Since server migration is used, the BAM Server is moved to a different node's domain directory. It is necessary to pre-create the BAM Server configuration in the failover node. The BAM Server configuration files are located in the following directory:

ORACLE_BASE/admin/<domain_name>/mserver/<domain_name>/servers/<servername>/tmp/_WL_user/oracle-bam_11.1.1 /*/APP-INF/classes/config/

Where '*' represents a directory name randomly generated by Oracle WebLogic Server during deployment, for example, 3682yq.

In order to create the files in preparation for possible failovers, you can force a server migration and copy the files from the source node. For example, for BAM:

  1. Configure the driver for WLS_BAM1 in BAMHOST1.

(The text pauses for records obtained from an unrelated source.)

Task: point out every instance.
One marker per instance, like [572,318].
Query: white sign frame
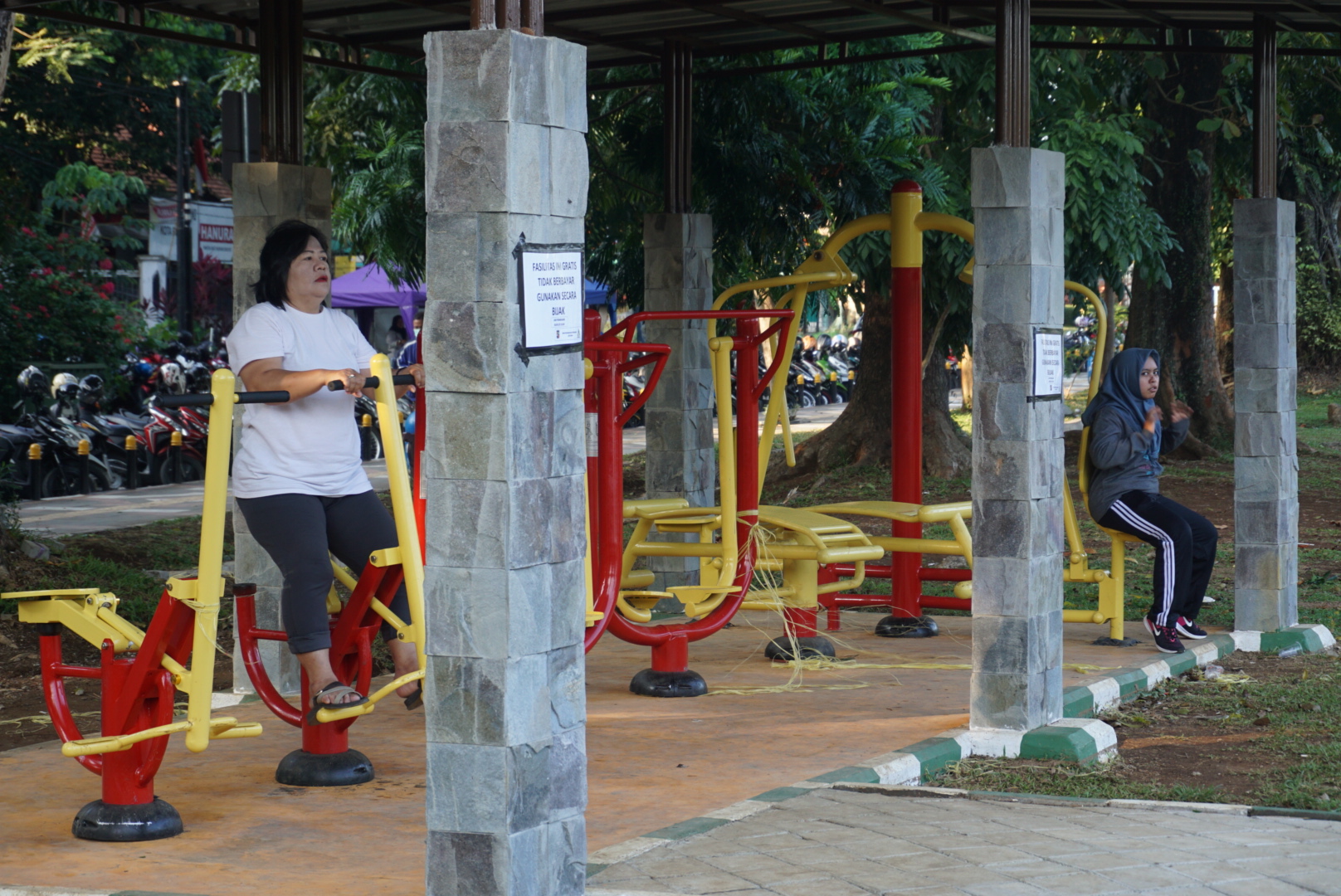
[1049,365]
[551,294]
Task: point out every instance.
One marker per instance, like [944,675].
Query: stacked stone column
[1018,448]
[506,154]
[266,193]
[1266,467]
[677,276]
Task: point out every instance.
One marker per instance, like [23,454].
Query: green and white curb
[1075,738]
[1123,685]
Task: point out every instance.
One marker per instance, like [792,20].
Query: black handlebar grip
[195,400]
[372,382]
[261,397]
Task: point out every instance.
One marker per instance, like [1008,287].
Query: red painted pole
[905,387]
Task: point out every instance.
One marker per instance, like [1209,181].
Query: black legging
[1184,550]
[300,533]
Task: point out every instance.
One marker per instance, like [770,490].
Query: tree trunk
[6,43]
[861,432]
[1178,319]
[1109,298]
[944,451]
[1225,317]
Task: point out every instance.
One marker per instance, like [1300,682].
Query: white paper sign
[551,298]
[1047,365]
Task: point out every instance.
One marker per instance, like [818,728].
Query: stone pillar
[266,193]
[677,276]
[1018,475]
[503,469]
[1266,469]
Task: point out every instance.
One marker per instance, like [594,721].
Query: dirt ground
[1175,743]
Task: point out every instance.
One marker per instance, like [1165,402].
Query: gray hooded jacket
[1124,458]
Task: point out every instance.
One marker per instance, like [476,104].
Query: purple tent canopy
[369,287]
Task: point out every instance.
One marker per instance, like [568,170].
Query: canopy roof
[633,31]
[369,287]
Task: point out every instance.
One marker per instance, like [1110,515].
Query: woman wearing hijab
[1127,436]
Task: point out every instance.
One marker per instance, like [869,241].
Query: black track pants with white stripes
[1184,550]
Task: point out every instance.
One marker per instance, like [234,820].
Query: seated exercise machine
[141,671]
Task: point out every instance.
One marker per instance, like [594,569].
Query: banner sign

  2. Force a failover of WLS_BAM1 to BAMHOST2. Verify the directory structure for the BAM Server in the failover node:

    cd ORACLE_BASE/admin/<domain_name>/mserver/
    <domain_name>/servers/<servername>/tmp/_WL_user/oracle-bam_11.1.1
    /*/APP-INF/classes/config/
    

    Where '*' represents a directory name randomly generated by Oracle WebLogic Server during deployment, for example, 3682yq.

  3. Do a remote copy of the BAM Server configuration file from BAMHOST1 to BAMHOST2:

    BAMHOST1> scp  
     ORACLE_BASE/admin/<domain_name>/mserver/<domain_name>
    /servers/<servername>/tmp
    /_WL_user/oracle-bam_11.1.1/*/APP-INF/classes/config/*  oracle@BAMHOST2:
     ORACLE_BASE/admin/<domain_name>/mserver/<domain_name>/servers/<servername>/tmp
    /_WL_user/oracle-bam_11.1.1/*/APP-INF/classes/config/
    

6.3.2.4 Converting Discussions Forum from Multicast to Unicast

The procedure for converting Discussions Forum from multicast to unicast is missing from Chapter 6, Configuring High Availability for Oracle ADF and WebCenter Applications, in the the Oracle Fusion Middleware High Availability Guide.

To convert Discussions Forum from multicast to unicast:

Step 1: Enable system properties in the Oracle Coherence configuration files

To override the default Oracle Coherence settings, set the relevant system properties in the coherence .xml files. For Discussions Forum, edit the tangosol-coherence-override.xml file. This file is part of the coherence.jar deployed with Discussions Forum. Make the following changes to this file:

  1. Extract the tangosol-coherence-override.xml file from coherence.jar in the WLS_Services deployment directory (jar xvf coherence.jar).

  2. Add the following lines to the file within the cluster-config element:

    <unicast-listener>
        <well-known-addresses>
          <socket-address id="1">
            <address system-property="tangosol.coherence.wka1"></address>
            <port system-property="tangosol.coherence.wka1.port">8088</port>
          </socket-address>
          <socket-address id="2">
            <address system-property="tangosol.coherence.wka2"></address>
            <port system-property="tangosol.coherence.wka2.port">8088</port>
          </socket-address>
          ....etc....
          <socket-address id="9">
            <address system-property="tangosol.coherence.wka9"></address>
            <port system-property="tangosol.coherence.wka9.port">8088</port>
          </socket-address>
        </well-known-addresses>
      </unicast-listener> 
    
  3. Jar up the file and restart the server (jar cvf coherence.jar *).

Step 2: Add the startup parameters

To add the relevant startup parameters:

  1. In the Oracle WebLogic Server Administration Console, select Servers, WLS_Services1, Configuration, and then Server Start.

  2. In the Arguments box, add the following:

    -Dtangosol.coherence.wka1=Host1  -Dtangosol.coherence.wka2=Host2
    -Dtangosol.coherence.localhost=Host1 -Dtangosol.coherence.wka1.port=8088
    -Dtangosol.coherence.wka2.port=8088 
    

    Where Host1 is where WLS_Services1 is running.

  3. Repeat steps 1 and 2 for WLS_Services2, swapping Host1 for Host2 and Host2 for Host1.

  4. Restart the WLS_Services servers.

Step 3: Validate the changes

To validate the changes:

  1. Log on to the Discussions Forum Administration panel.

  2. Select Cache Settings in the left pane.

  3. At the bottom of the screen, ensure that Clustering is set to enabled.

  4. Repeat steps 1 through 3 for all members of the cluster.

    As servers join the cluster they appear at the top of the screen.